One day, during a routine superhero battle against a minor villain, Deleri is knocked out. Then she wakes up somewhere else.
It's the same city, but something is very wrong. The streets are dilapidated, the sky is full of smog and ominous purple lights, and robotic enforcers patrol the streets.
This city is a dystopia ruled by none other than Deleri's younger sisters. But in this universe they're not her sisters, because in this universe, Deleri doesn't exist.
She confronts the dictator versions of her sisters, finds the deactivated and damaged body of her robodad and takes off with him, running away from her sisters' agents who consider her knowledge and opposition to their regime a threat.
Now Deleri is on a quest to understand what happened to this timeline, and how she can help fix it. And if possible, how to get back home.
Some more details:
Deleri wears a type of powered suit similar to Iron Man. Her appearance is basically "Cthulhu as a teenage girl" with green skin, tentacles for hair, and bat wings.
Her sisters are called Tourmaline and Pyrope. Tourmaline has fire powers and Pyrope has water powers.
In her original timeline, Deleri and Pyrope helped their sister avoid the temptation of using a dark fire that gave her enhanced powers but corrupted her. In this timeline Tourmaline still has the dark fire.
Deleri gets around in a cool airship which she constantly modifies and upgrade.
She gathers a small found family of friends and allies to help her in her mission(s).

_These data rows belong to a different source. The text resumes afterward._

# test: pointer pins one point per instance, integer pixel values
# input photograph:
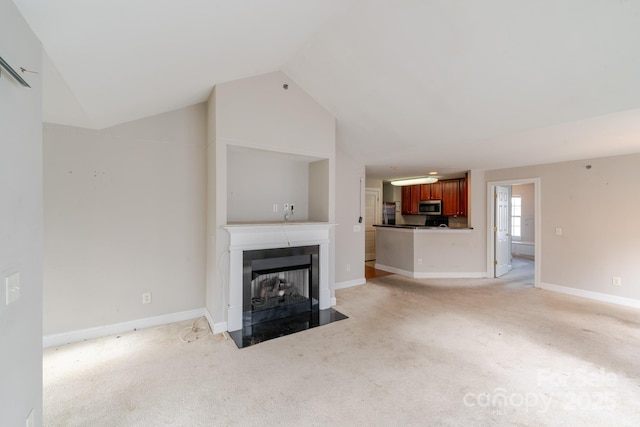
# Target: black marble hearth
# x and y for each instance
(253, 334)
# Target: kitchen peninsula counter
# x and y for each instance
(428, 252)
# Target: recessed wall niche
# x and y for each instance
(259, 179)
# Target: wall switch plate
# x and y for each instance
(12, 287)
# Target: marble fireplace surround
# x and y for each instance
(246, 237)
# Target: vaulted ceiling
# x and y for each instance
(415, 85)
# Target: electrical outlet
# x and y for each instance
(12, 287)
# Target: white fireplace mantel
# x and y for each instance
(246, 237)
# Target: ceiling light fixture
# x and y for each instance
(414, 181)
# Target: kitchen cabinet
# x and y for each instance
(436, 190)
(452, 192)
(431, 191)
(454, 197)
(425, 191)
(410, 199)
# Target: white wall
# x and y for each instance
(258, 113)
(527, 219)
(124, 214)
(256, 180)
(349, 203)
(595, 208)
(20, 222)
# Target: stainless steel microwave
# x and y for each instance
(430, 207)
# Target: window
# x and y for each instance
(516, 217)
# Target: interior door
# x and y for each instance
(502, 239)
(371, 216)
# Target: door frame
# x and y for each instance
(378, 214)
(537, 192)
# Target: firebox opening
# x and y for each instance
(279, 283)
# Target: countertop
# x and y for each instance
(423, 227)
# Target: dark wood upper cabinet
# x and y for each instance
(452, 192)
(425, 191)
(450, 197)
(454, 197)
(436, 190)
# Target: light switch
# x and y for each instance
(12, 286)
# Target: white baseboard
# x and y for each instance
(598, 296)
(430, 275)
(117, 328)
(216, 328)
(349, 283)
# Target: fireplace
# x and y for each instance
(279, 283)
(278, 280)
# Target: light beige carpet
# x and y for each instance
(413, 352)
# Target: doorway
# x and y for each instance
(372, 215)
(501, 225)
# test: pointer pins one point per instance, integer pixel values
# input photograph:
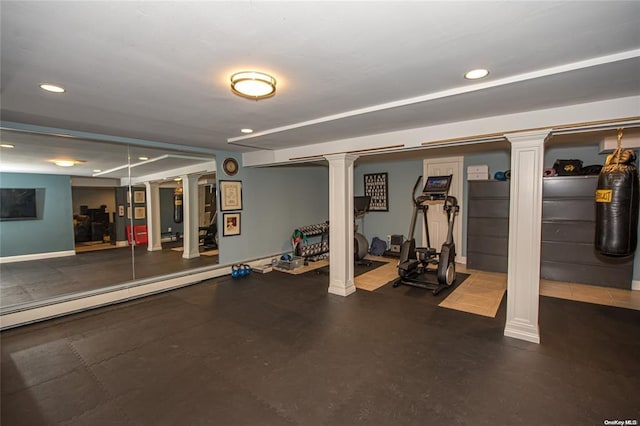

The first of which is Snowfall, AKA Snowfy. A snow elemental who ran away from home in the Weather Kingdom. She quickly becomes Deleri's girlfriend.
Deleri's robot dad is so ancient that nobody knows how to make the fuel that powers him and he has to conserve it
In Deleri's timeline, her dad was in sleep mode for centuries when a strange woman placed baby Deleri in his arms and then ran off, never to be seen again. He tried to find Deleri's parents but eventually decided to adopt her himself.
In this timeline Robodad expended all of his fuel to protect Pryope and Tourmaline against a powerful enemy. That's why he's deactivated now. This event led to the sisters eventually becoming dictators.